July was a record month for Lyft, which performed 13.9 million rides, according to a letter the company sends its investors on a monthly basis that Recode obtained.
That’s 1.5 million more rides, or 12 percent more, than the company performed in June 2016 and amounts to 167 million rides on an annual run-rate basis, according to the document.
The company also hit more than $2 billion in what it calls net ride value for the first time in its history, on a run-rate basis. Net ride value — not to be confused with Lyft’s revenue — is the amount passengers pay without accounting for tips and tolls.

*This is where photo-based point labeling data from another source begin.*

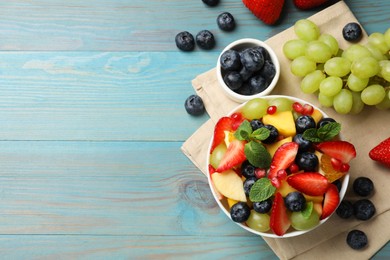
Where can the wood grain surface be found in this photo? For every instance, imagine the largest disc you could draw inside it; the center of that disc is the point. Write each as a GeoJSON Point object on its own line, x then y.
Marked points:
{"type": "Point", "coordinates": [91, 123]}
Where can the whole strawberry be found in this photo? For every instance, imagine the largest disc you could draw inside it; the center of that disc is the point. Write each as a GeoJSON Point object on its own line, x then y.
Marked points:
{"type": "Point", "coordinates": [381, 153]}
{"type": "Point", "coordinates": [308, 4]}
{"type": "Point", "coordinates": [266, 10]}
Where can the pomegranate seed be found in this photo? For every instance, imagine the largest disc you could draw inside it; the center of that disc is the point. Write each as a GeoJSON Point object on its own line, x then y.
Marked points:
{"type": "Point", "coordinates": [271, 110]}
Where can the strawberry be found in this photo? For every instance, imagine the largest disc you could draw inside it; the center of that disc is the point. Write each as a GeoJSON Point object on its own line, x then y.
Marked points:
{"type": "Point", "coordinates": [266, 10]}
{"type": "Point", "coordinates": [310, 183]}
{"type": "Point", "coordinates": [283, 158]}
{"type": "Point", "coordinates": [341, 150]}
{"type": "Point", "coordinates": [308, 4]}
{"type": "Point", "coordinates": [279, 221]}
{"type": "Point", "coordinates": [223, 124]}
{"type": "Point", "coordinates": [381, 152]}
{"type": "Point", "coordinates": [331, 201]}
{"type": "Point", "coordinates": [234, 156]}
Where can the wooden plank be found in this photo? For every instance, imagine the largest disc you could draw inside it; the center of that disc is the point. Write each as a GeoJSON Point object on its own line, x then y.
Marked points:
{"type": "Point", "coordinates": [137, 25]}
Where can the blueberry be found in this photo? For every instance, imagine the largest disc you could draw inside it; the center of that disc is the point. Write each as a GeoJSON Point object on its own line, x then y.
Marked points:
{"type": "Point", "coordinates": [233, 80]}
{"type": "Point", "coordinates": [363, 186]}
{"type": "Point", "coordinates": [303, 123]}
{"type": "Point", "coordinates": [363, 209]}
{"type": "Point", "coordinates": [304, 145]}
{"type": "Point", "coordinates": [252, 59]}
{"type": "Point", "coordinates": [248, 183]}
{"type": "Point", "coordinates": [248, 170]}
{"type": "Point", "coordinates": [185, 41]}
{"type": "Point", "coordinates": [226, 22]}
{"type": "Point", "coordinates": [240, 212]}
{"type": "Point", "coordinates": [256, 124]}
{"type": "Point", "coordinates": [307, 161]}
{"type": "Point", "coordinates": [352, 32]}
{"type": "Point", "coordinates": [194, 105]}
{"type": "Point", "coordinates": [230, 60]}
{"type": "Point", "coordinates": [205, 40]}
{"type": "Point", "coordinates": [263, 206]}
{"type": "Point", "coordinates": [357, 239]}
{"type": "Point", "coordinates": [345, 209]}
{"type": "Point", "coordinates": [273, 135]}
{"type": "Point", "coordinates": [211, 2]}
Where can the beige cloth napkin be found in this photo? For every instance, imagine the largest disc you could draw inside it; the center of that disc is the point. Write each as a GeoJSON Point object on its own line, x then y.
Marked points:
{"type": "Point", "coordinates": [364, 130]}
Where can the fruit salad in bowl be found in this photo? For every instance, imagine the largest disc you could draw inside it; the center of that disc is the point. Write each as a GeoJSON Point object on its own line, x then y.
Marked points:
{"type": "Point", "coordinates": [277, 166]}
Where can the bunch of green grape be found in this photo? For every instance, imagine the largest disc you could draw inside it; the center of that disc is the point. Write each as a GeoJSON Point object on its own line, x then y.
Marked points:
{"type": "Point", "coordinates": [346, 80]}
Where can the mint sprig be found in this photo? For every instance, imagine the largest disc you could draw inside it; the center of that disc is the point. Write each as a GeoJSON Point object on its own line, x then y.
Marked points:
{"type": "Point", "coordinates": [324, 133]}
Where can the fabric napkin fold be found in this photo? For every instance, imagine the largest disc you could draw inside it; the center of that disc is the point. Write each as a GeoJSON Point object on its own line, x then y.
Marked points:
{"type": "Point", "coordinates": [364, 130]}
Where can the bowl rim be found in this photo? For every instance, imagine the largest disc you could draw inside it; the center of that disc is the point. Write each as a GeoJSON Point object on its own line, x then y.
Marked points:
{"type": "Point", "coordinates": [243, 98]}
{"type": "Point", "coordinates": [294, 233]}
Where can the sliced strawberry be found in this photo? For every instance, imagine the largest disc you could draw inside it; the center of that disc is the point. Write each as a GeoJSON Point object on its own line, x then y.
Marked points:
{"type": "Point", "coordinates": [381, 152]}
{"type": "Point", "coordinates": [283, 158]}
{"type": "Point", "coordinates": [234, 156]}
{"type": "Point", "coordinates": [310, 183]}
{"type": "Point", "coordinates": [331, 201]}
{"type": "Point", "coordinates": [223, 124]}
{"type": "Point", "coordinates": [279, 221]}
{"type": "Point", "coordinates": [341, 150]}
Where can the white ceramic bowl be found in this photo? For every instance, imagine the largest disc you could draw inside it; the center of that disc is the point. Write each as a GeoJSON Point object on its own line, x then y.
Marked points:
{"type": "Point", "coordinates": [241, 45]}
{"type": "Point", "coordinates": [223, 203]}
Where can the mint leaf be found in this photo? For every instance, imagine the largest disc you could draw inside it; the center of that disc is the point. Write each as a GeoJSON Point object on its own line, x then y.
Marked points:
{"type": "Point", "coordinates": [257, 155]}
{"type": "Point", "coordinates": [260, 134]}
{"type": "Point", "coordinates": [244, 131]}
{"type": "Point", "coordinates": [261, 190]}
{"type": "Point", "coordinates": [306, 213]}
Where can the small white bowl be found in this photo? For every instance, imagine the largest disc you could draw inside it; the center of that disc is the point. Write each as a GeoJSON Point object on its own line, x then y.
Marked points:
{"type": "Point", "coordinates": [223, 203]}
{"type": "Point", "coordinates": [241, 45]}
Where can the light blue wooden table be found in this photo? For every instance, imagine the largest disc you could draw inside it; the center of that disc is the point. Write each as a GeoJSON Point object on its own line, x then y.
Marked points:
{"type": "Point", "coordinates": [92, 121]}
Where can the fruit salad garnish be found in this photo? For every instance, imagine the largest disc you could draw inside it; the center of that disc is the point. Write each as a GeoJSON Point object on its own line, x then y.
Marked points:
{"type": "Point", "coordinates": [278, 169]}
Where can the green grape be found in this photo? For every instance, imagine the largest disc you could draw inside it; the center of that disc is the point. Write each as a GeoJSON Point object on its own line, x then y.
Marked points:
{"type": "Point", "coordinates": [356, 52]}
{"type": "Point", "coordinates": [217, 154]}
{"type": "Point", "coordinates": [311, 82]}
{"type": "Point", "coordinates": [365, 68]}
{"type": "Point", "coordinates": [331, 42]}
{"type": "Point", "coordinates": [306, 30]}
{"type": "Point", "coordinates": [379, 41]}
{"type": "Point", "coordinates": [258, 221]}
{"type": "Point", "coordinates": [255, 108]}
{"type": "Point", "coordinates": [302, 66]}
{"type": "Point", "coordinates": [299, 222]}
{"type": "Point", "coordinates": [282, 104]}
{"type": "Point", "coordinates": [356, 84]}
{"type": "Point", "coordinates": [357, 105]}
{"type": "Point", "coordinates": [338, 67]}
{"type": "Point", "coordinates": [331, 86]}
{"type": "Point", "coordinates": [342, 102]}
{"type": "Point", "coordinates": [294, 48]}
{"type": "Point", "coordinates": [318, 51]}
{"type": "Point", "coordinates": [373, 94]}
{"type": "Point", "coordinates": [325, 100]}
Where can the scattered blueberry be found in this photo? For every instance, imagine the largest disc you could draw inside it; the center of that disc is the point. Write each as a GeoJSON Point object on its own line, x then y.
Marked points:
{"type": "Point", "coordinates": [211, 2]}
{"type": "Point", "coordinates": [307, 161]}
{"type": "Point", "coordinates": [240, 212]}
{"type": "Point", "coordinates": [363, 186]}
{"type": "Point", "coordinates": [295, 201]}
{"type": "Point", "coordinates": [230, 60]}
{"type": "Point", "coordinates": [352, 32]}
{"type": "Point", "coordinates": [205, 40]}
{"type": "Point", "coordinates": [226, 22]}
{"type": "Point", "coordinates": [263, 206]}
{"type": "Point", "coordinates": [363, 209]}
{"type": "Point", "coordinates": [194, 105]}
{"type": "Point", "coordinates": [357, 239]}
{"type": "Point", "coordinates": [185, 41]}
{"type": "Point", "coordinates": [345, 209]}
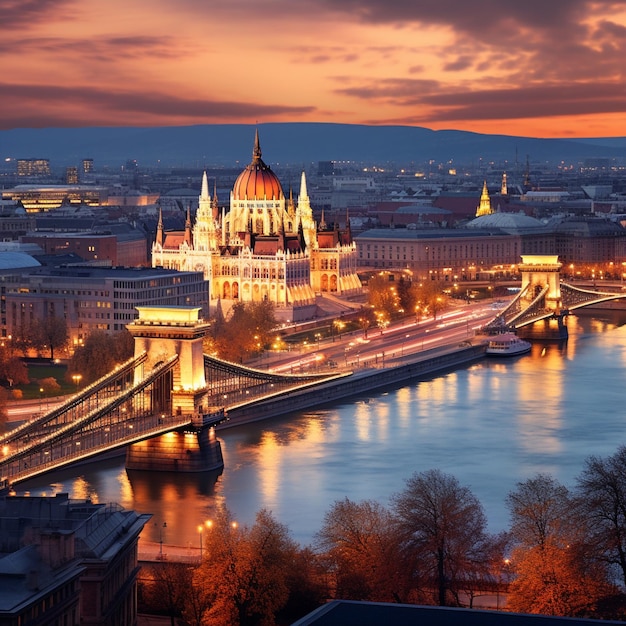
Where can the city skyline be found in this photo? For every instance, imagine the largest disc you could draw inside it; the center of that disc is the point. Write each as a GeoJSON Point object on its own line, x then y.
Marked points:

Lyft takes anywhere from 20 to 25 percent of the fare, which means the company’s run-rate revenue for the year is between $400 million and $500 million.
The company also saw a 14 percent increase month over month in trips that were not subsidized or otherwise paid for using coupons or credits. In July, 11.4 million of the 14 million rides the company performed in total were not subsidized, or 81 percent.
Lyft also hit another milestone: It saw more than three million monthly active passengers, up from two million in February 2016. In that same month, the company added 825,000 new passengers and 50,000 new drivers to the platform.
“Lyft attracted the largest number of new passengers and drivers in a single month, as well as the highest number of active passengers and drivers since inception,” the document reads.
The leaked document comes at a time when the company is under pressure to sell right after Uber sold its China operations to homegrown competitor Didi. The two companies have essentially agreed to operate a monopoly in China after years of battling for customers and riders through price enticements that made it hard to turn profit.
Market dominance is more important than ever as ride-hailing startups look to turn a profit. Uber is likely to seek an IPO next year, and Lyft will have to find a buyer to help it better compete.
As for its financials, while the letter did not go into specific figures, Lyft executives wrote that the company’s 2015 GAAP revenue increased 6.3x year over year. Previously leaked investor presentations reported by Bloomberg show that the company expected to report $796 million in revenue in 2015 for a 512 percent increase, which matches up with the latest document. (The company defines GAAP revenue to include money that will be paid out to drivers, according to the Bloomberg report.)
“During the first six months of 2016, Lyft exceeded the Company’s full year 2015 operating results for ride volume, Net Ride Value and GAAP revenue,” the document reads. “The Company remained under the Board approved budget during the first six months of 2016.”
While the company saw significant growth — a month-to-month increase of 1.5 million rides is nothing to sneeze at — the figures still position Lyft far behind its competitor, Uber.
Lyft now performs at least 250,000 rides per month in 17 markets. That was only the case in three markets the year prior. Uber, on the other hand, hit its 100 millionth ride just in New York City on Monday evening. Now that the company has unloaded its China business, Uber is freed up to refocus on some of its other priorities: India, its self-driving efforts, UberPool and the U.S.
The company has hired Qatalyst Partners to explore potential acquisition offers, and it is under added pressure to show that its growth rate justifies its spending. But one source told The Wall Street Journal that the company is burning $50 million a month and another said that the company posted an operating loss of $360 million in 2015.
Though a chart included in the document indicates there was a dropoff in the number of rides performed between April and July, last month’s growth bodes well for the company. Now it’s up to Lyft to, at the very least, maintain that growth in rides while continuing to increase the number of unsubsidized rides the company performs.
A Lyft spokesperson said they were not providing comment at this time.